The more research I do on the possibility of getting the Lab grown cartilage implantation to work, the more and more it seems that the possibility is more and more true. I recently found another article showing how researchers in labs around the world have gotten the cartilage to be grown, and quite easily, using 90s printers. (source: http://www.nytimes.com/2013/08/20/science/next-out-of-the-printer-living-tissue.html?pagewanted=2&_r=4&ref=todayspaper&)
A Daryl D’Lima, who is the head of an orthopedic research lab at the Scripps Clinic, has already succeeded in getting bio-artificial cartilage from extracted bovine tissue.
First, he and his team succeeded from getting an old inkjet printer (a 1990s-era Hewlett-Packard printer, a Deskjet 500, with bigger nozzles, a thermal inkjet printer) to put on layer upon layer of a gel containing the cells that cartilages are composed of. The ideas was to replace the ink in the cartridges with their cartilage-making mixture, which consisted of a liquid called PEG-DMA and the chondrocytes. (This I am assuming is from bovine sources).
Second, he and his team have also gotten some bit of cartilage that have been extracted from people who have already gone through knee replaceent surgery.
Like any good researcher, he is cautious in his optimism, and the speed at which his research in the lab will be viable to be placed in the market for the general public to use. Technically speaking, the process might still need to be perfected a little, but it seems most of the challenges at this point is beauracratic in nature, (ie conduct clinical trials, and getting regulatory approval)
D’Lima’s hope is to have just a printer in the OR one day right next to the surgeons. It will… “custom-print new cartilage directly in the body to repair or replace tissue that is missing because of injury or arthritis…”
This device that D’Lima’s team have build is not really like the 3D Printers that are conventionally used in manufacturing companies like PLA and ABS. This bioprinters print cells, but what is actually extruded through the extruder head is a gel or liquid medium. The gel medium would eventually act like the extracellular matrix of the cell, and that eventually turns into living tissue.
When we look closer at the possibility of pushing the cells in the gel medium through the 3d bioprinter’s head without killing the cells, it seems that the cells did indeed survive.
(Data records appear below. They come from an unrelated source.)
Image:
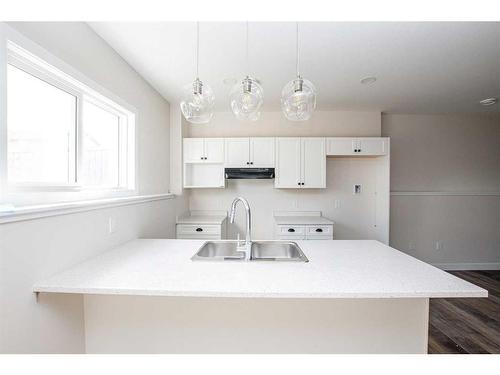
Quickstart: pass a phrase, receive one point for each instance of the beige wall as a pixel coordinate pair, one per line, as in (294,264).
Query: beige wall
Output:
(457,160)
(323,123)
(357,216)
(444,152)
(35,249)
The heat pulse was so rapid that most cells survived the process. (Important thing to remember: There is actually two main ways to get the tissues made. The 2nd approach on making living functional tissues involve starting with a scaffold first and then adding cells into it.)
The advantage of using a bioprinter to print layers of gel and cells on top of the previous layer is that with the bioprinter, it can control the placement of the cells to be similar to cell layout and overall cell structure and aligment of natural cell arrangements. Remember that to have a cartilage to work like a natural growth plate, the cells (chondrocytes) will need to be stacked on top of each other in a “column” like structural alignment.
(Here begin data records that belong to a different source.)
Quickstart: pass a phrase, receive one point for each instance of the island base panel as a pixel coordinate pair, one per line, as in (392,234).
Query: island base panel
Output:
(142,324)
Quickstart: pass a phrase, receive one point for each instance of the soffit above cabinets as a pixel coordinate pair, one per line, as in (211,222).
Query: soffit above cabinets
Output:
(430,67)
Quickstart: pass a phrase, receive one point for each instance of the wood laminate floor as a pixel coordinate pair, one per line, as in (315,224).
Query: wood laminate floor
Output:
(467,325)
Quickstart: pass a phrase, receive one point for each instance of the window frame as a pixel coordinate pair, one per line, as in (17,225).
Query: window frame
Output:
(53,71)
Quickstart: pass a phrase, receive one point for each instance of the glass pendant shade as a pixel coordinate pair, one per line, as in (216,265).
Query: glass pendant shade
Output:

What we do have in terms of bad news is that we probably will not have the bioprinters making functional hearts in a few years though. That might take more like 20-30 years. The company Organovo is mentioned again. Thomas Boland, a researcher at the University of Texas has still been able to say that the future is in regenerative medicine.
It does however say that when it comes to the cartilage tissue, it is much easier to bioprint than most other tissues. Dr D’Lima says the following “… cartilage might be the low-hanging fruit to get 3-D printing into the clinic”
The reason why cartilage tissue is easier than the others is because it is simpler. The chondrocytes in the ECM is actually quite low maintenance. The cells don’t get their nutrients through blood vessels, but through diffusion through the ECM.
Here at NHGH I will be the first person to acknowledge that what Dr. D’Lima is trying to create is articular cartilage for the ends of bones, not epiphyseal cartilage types, although at the structural level, they are the same thing. Articular and Epiphyseal cartilage are both hyaline cartilage. We want to get epiphyseal type hyaline cartilage created, which will be implanted between two bone segments.
The natural growth plate or epiphyseal cartilage does seem to get its main source of nutrients from blood vessels, that run to the epiphysis and the metaphysis. That might be a technical challenge if we tried to shift the expected functon of the cartilage we are bioprinting to not just stay in cartilage form (for treating articular cartilage damage due to osteoarthritis) but to eventually grow volumetrically and push overall to become longer and make bones longer.
What is good to know however is that the body naturally produces chemical signals that would cause the local area of an osteonomy (bone cut) to start to develop vascularization. Over time, blood vessels will automatically grow into the cartilage implant. This process is however slow.